Ces marais agissent comme des filtres pour les polluants particulaires et dissous. Ils peuvent s’intégrer facilement sur les systèmes de lagunages existants afin d’affiner le traitement de ces eaux. Un des objectifs de ce projet est d’améliorer les marais flottants conventionnels pour accroitre l’enlèvement du phosphore voire de le récupérer pour une réutilisation ultérieure et ainsi diminuer la pression sur cette ressource épuisable.

Dans ce cadre, des recherches sont menées sur l’utilisation d’un matériau spécifique, le béton cellulaire, pour permettre la récupération du phosphore. « Le retrait du phosphore présente un intérêt environnemental important, puisqu’il diminuerait notamment l’eutrophisation des eaux naturelles dans lesquelles se déversent les effluents traités », déclare Claire Gérente. L’eutrophisation est le processus qui se caractérise par une augmentation des concentrations d’azote et de phosphore dans l’eau, entrainant un dérèglement des écosystèmes.

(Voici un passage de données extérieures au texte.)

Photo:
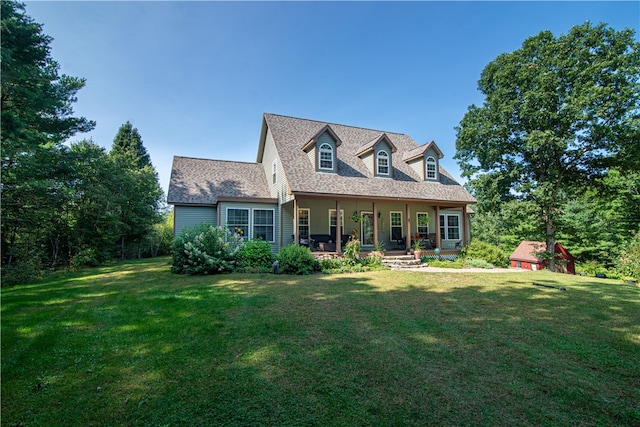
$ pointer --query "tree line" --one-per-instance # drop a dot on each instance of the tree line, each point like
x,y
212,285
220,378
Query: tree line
x,y
65,205
553,154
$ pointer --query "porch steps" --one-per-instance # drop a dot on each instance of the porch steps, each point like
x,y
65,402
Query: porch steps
x,y
396,262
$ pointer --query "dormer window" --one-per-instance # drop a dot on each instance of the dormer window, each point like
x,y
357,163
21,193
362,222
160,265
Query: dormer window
x,y
326,157
431,167
382,163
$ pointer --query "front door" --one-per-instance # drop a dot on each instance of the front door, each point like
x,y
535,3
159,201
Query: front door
x,y
366,230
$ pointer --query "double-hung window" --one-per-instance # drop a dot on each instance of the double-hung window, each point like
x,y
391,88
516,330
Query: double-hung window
x,y
238,221
326,157
383,163
333,222
263,224
431,168
303,223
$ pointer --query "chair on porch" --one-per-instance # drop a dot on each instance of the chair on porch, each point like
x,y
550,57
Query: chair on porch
x,y
396,235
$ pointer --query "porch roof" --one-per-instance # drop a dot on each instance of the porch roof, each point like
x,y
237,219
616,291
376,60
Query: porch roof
x,y
353,177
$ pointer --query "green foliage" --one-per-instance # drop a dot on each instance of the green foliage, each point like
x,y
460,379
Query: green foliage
x,y
295,259
256,253
558,114
478,250
352,251
477,263
628,264
206,249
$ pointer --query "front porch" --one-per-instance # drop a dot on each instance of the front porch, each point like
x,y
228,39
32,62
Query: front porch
x,y
393,225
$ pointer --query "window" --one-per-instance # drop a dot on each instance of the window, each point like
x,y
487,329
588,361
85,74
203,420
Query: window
x,y
396,225
273,171
303,223
383,163
332,223
326,157
431,168
422,220
263,224
450,226
238,221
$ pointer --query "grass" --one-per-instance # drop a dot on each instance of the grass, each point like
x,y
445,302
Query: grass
x,y
133,344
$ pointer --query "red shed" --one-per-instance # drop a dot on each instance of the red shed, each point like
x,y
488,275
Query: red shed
x,y
524,257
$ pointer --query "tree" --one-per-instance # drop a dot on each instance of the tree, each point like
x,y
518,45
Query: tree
x,y
36,117
558,113
137,193
128,140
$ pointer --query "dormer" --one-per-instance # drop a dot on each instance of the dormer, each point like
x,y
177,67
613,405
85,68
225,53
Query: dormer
x,y
425,161
322,150
377,155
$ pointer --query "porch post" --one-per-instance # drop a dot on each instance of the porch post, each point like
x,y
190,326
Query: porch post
x,y
464,225
438,237
338,229
375,224
296,237
408,239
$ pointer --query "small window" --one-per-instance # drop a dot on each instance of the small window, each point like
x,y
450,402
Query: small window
x,y
274,169
263,224
431,168
383,163
326,157
333,222
303,223
238,221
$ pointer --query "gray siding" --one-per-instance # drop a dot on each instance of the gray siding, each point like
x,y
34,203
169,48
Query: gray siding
x,y
188,216
223,206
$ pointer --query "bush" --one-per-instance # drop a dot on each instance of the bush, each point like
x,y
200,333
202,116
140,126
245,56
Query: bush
x,y
295,259
204,249
352,251
256,254
487,252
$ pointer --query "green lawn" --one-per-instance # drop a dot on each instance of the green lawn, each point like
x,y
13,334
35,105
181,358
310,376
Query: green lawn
x,y
133,344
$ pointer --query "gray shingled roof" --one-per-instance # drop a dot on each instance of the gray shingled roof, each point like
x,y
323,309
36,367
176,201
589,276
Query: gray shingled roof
x,y
353,177
202,181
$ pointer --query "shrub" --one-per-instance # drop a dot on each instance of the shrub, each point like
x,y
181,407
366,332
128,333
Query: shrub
x,y
204,249
256,254
352,251
295,259
487,252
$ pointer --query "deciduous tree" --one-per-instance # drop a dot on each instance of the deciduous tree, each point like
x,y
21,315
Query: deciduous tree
x,y
558,113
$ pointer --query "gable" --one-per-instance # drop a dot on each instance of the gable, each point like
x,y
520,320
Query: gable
x,y
352,176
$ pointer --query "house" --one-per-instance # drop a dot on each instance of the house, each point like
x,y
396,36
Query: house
x,y
525,257
385,186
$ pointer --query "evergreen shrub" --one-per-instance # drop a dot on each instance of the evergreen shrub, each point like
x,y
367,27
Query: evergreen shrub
x,y
206,249
295,259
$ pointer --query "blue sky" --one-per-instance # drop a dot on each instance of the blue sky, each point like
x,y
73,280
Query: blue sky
x,y
196,77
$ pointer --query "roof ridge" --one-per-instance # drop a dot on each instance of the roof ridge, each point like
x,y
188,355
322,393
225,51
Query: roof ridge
x,y
336,124
216,160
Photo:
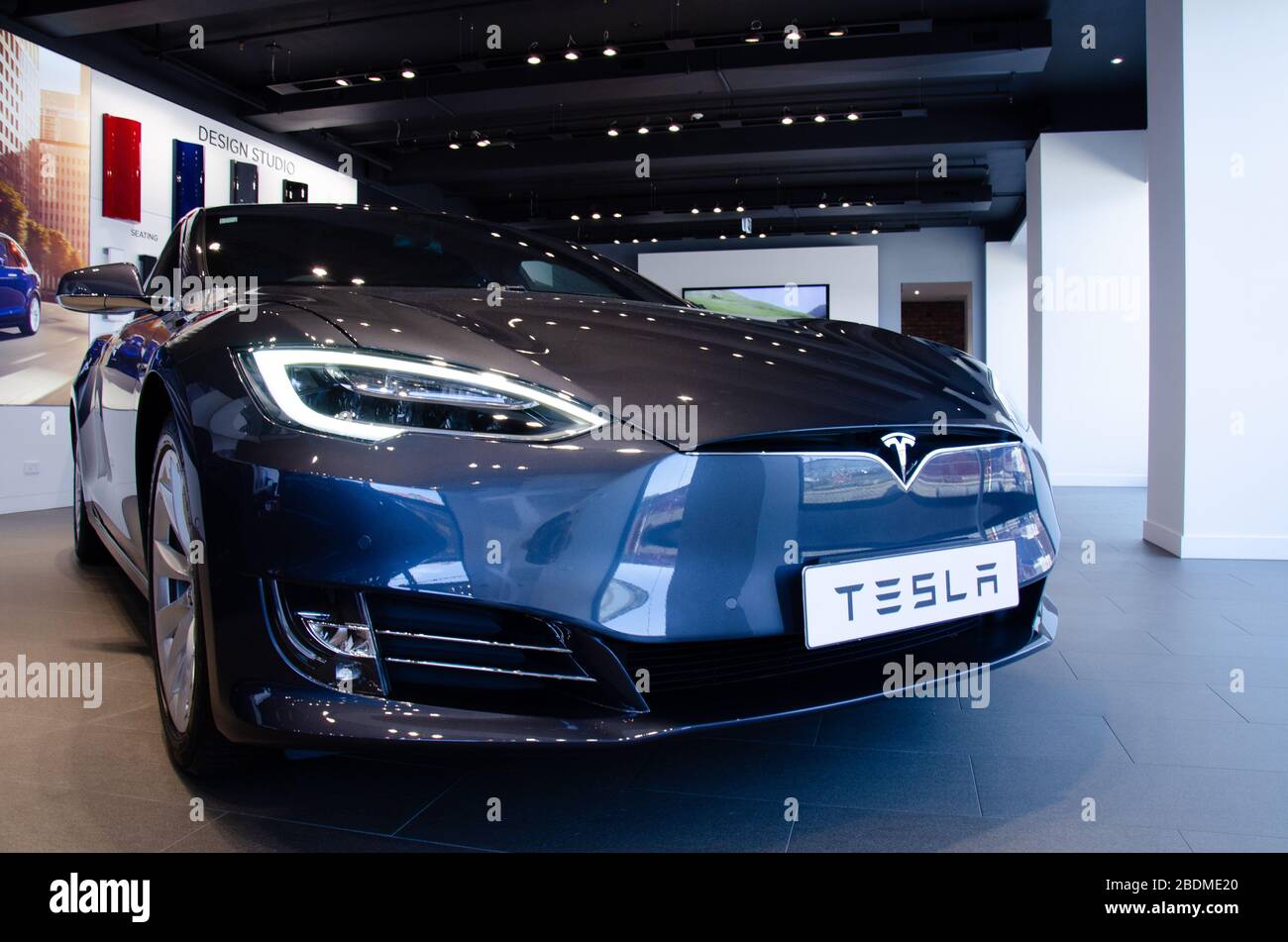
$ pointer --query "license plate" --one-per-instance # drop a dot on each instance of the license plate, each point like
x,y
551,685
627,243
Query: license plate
x,y
846,601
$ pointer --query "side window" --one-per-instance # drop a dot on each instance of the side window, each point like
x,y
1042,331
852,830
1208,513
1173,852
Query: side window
x,y
161,282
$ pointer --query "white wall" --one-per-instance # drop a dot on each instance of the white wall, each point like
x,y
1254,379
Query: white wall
x,y
1089,306
1006,321
849,270
35,466
1218,86
115,240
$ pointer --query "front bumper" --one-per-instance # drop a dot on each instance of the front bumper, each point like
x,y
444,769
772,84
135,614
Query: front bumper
x,y
313,714
682,564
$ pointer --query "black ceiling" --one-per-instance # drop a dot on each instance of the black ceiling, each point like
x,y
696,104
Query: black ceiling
x,y
974,80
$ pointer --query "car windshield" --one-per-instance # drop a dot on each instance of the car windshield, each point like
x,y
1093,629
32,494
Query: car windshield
x,y
391,249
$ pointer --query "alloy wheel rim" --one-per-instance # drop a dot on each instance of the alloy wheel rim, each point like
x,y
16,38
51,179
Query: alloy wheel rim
x,y
172,609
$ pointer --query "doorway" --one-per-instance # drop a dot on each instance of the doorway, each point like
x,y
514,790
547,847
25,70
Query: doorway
x,y
938,312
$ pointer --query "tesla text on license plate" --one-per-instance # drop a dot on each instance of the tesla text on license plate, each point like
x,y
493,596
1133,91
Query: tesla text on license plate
x,y
845,601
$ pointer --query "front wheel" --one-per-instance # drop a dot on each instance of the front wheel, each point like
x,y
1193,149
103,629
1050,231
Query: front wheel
x,y
178,644
33,323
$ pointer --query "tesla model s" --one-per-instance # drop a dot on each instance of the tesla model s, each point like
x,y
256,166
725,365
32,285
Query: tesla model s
x,y
389,476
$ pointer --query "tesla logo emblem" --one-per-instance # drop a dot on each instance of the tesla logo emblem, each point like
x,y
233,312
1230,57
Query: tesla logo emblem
x,y
901,443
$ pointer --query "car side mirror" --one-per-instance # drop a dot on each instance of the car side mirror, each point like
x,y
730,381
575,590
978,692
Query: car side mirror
x,y
102,289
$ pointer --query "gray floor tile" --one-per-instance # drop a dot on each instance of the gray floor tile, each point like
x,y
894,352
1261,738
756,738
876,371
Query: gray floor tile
x,y
820,775
1180,796
848,830
1160,740
979,731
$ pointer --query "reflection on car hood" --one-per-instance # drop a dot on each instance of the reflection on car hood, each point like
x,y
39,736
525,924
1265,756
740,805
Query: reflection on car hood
x,y
745,377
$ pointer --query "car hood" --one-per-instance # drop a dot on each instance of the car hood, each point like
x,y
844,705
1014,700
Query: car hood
x,y
745,377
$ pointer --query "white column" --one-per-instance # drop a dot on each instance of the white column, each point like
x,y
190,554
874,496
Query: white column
x,y
1089,287
1219,328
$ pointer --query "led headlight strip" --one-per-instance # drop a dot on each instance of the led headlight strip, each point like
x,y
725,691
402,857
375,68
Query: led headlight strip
x,y
273,366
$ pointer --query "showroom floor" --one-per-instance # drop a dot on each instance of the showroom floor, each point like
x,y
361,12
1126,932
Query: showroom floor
x,y
1132,709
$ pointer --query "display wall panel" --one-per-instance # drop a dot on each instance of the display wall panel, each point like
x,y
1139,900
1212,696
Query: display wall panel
x,y
123,197
189,179
295,192
244,183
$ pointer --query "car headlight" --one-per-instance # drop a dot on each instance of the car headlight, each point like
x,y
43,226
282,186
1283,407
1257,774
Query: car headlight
x,y
375,396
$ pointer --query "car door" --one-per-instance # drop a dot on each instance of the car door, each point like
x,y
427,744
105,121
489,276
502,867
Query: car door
x,y
124,366
13,278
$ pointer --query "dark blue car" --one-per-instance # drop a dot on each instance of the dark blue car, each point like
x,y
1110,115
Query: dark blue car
x,y
406,477
20,288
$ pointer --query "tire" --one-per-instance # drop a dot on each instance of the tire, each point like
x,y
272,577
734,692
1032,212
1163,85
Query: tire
x,y
85,540
33,323
174,618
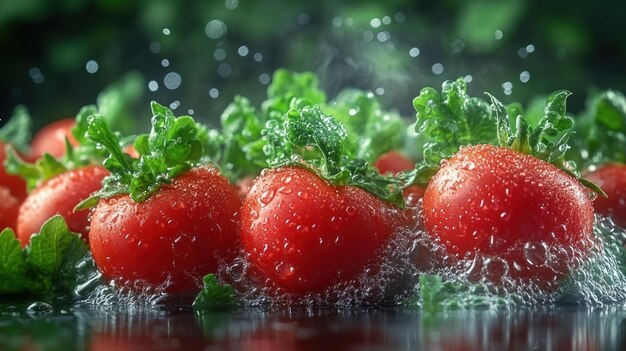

Les marais flottants : une « Nature-Based Solution »

Le dispositif de marais flottant consiste à couvrir une zone d’eau, généralement une lagune, avec des plantes, en l’occurrence des carex, disposées sur un matelas flottant. Les racines, immergées, agissent comme des filtres en retenant les polluants présents dans l’eau via différentes étapes physiques, chimiques et biologiques. Ce mécanisme est appelé phytoépuration.

Les marais flottants s’inscrivent dans la lignée des Nature-Based Solutions : des dispositifs naturels, moins couteux que des technologies conventionnelles, mis en place pour répondre à des problèmes écologiques. Pour fonctionner efficacement, il faut avant tout « surveiller la bonne croissance des plantes, siège de la dépollution » souligne Claire Gérente.

Afin de répondre aux objectifs du projet, une étude à l’échelle pilote a été mise en œuvre sur un site industriel d’abatage et de transformation de viande. Des effluents agroalimentaires réels ayant subis un traitement biologique sont envoyés vers quatre lagunes pilotes dont trois équipées de marais flottants de différentes tailles et une non couverte servant de contrôle. Le site expérimental est entièrement automatisé et pilotable à distance pour faciliter la supervision.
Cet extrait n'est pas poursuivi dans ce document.